Valentin Uryupin. Bild: Evgeny Evtyukhov

Valentin Uryupin. Bild: Evgeny Evtyukhov

Gleich drei Debuts im DLF

Am Pult des Orchesters steht mit dem russischen Dirigenten Valentin Uryupin der Gewinner des 8. Sir-Georg-Solti-Dirigenten­wettbewerbs in Frankfurt und Preisträger des Gustav-Mahler-Dirigentenwettbewerbs der Bamberger Symphoniker.

Das „Debüt im Deutschlandfunk Kultur" präsentiert am Mittwoch, den 8. Mai um 20.00 Uhr in der Berliner Philharmonie in einem Konzert mit dem Deutschen Symphonie-Orchester Berlin drei ausgezeichnete Debütanten: Am Pult des Orchesters steht mit dem russischen Dirigenten Valentin Uryupin der Gewinner des 8. Sir-Georg-Solti-Dirigenten­wettbewerbs in Frankfurt und Preisträger des Gustav-Mahler-Dirigentenwettbewerbs der Bamberger Symphoniker. Er eröffnet den Konzertabend mit Jörg Widmanns Konzertouvertüre „Con brio" für Orchester.

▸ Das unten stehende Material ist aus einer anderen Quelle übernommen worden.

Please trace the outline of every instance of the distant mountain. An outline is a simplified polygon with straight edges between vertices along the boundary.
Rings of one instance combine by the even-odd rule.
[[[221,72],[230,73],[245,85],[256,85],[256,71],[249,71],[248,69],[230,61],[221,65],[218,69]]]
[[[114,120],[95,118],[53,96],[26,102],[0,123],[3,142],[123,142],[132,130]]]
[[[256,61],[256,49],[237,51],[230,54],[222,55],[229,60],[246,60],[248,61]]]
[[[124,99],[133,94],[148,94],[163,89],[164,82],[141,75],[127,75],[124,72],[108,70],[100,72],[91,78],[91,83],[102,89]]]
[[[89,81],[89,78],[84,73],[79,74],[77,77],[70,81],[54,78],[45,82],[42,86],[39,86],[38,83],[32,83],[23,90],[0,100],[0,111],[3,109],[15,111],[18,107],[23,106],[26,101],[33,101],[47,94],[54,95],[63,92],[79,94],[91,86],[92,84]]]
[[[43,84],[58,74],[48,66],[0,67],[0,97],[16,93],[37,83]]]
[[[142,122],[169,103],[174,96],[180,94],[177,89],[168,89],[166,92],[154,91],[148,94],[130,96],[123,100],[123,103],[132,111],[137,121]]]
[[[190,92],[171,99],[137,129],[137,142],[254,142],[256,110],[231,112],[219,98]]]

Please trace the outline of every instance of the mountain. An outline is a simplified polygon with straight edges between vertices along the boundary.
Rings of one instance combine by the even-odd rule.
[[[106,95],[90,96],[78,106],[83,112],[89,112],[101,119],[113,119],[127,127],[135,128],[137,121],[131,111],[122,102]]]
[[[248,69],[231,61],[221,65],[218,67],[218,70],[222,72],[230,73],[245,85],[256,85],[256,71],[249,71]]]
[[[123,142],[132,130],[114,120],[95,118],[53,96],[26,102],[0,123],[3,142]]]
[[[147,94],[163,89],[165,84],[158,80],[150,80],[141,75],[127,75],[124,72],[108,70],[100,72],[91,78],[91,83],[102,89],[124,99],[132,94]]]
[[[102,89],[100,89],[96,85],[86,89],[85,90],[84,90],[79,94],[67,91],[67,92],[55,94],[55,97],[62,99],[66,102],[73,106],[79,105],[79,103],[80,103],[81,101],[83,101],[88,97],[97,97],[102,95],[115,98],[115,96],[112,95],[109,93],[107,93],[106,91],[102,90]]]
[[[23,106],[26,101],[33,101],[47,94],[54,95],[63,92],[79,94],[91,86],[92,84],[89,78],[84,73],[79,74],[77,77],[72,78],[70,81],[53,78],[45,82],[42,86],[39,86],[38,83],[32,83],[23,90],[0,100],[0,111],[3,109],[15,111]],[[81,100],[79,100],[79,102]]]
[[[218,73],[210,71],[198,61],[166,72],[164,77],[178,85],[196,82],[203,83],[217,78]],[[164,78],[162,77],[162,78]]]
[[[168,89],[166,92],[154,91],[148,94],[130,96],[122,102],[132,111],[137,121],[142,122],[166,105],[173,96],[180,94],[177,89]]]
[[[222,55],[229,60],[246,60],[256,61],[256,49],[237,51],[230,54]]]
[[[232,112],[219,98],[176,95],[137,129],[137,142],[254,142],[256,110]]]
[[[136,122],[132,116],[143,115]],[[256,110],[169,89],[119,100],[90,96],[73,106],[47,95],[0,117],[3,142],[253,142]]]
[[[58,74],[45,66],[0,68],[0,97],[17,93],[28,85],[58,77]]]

Danach ist die deutsche Oboistin Juliana Koch Solistin im Oboenkonzert von Richard Strauss. Die Solo-Oboistin des London Symphony Orchestra ist Preisträgerin des ARD-Wettbewerbs in München und des Osnabrücker Musikpreises.

Der zweite Solist des Abends ist der russische Pianist Philipp Kopachevsky, der in Sergej Rachmaninows Paganini-Rhapsodie seine Virtuosität ebenso unter Beweis stellen kann wie seine lyrischen Qualitäten. Mit Auszügen aus Sergej Prokofjews Ballettmusik „Romeo und Julia" präsentiert sich Valentin Uryupin abschließend als Dirigent großen symphonischen Repertoires.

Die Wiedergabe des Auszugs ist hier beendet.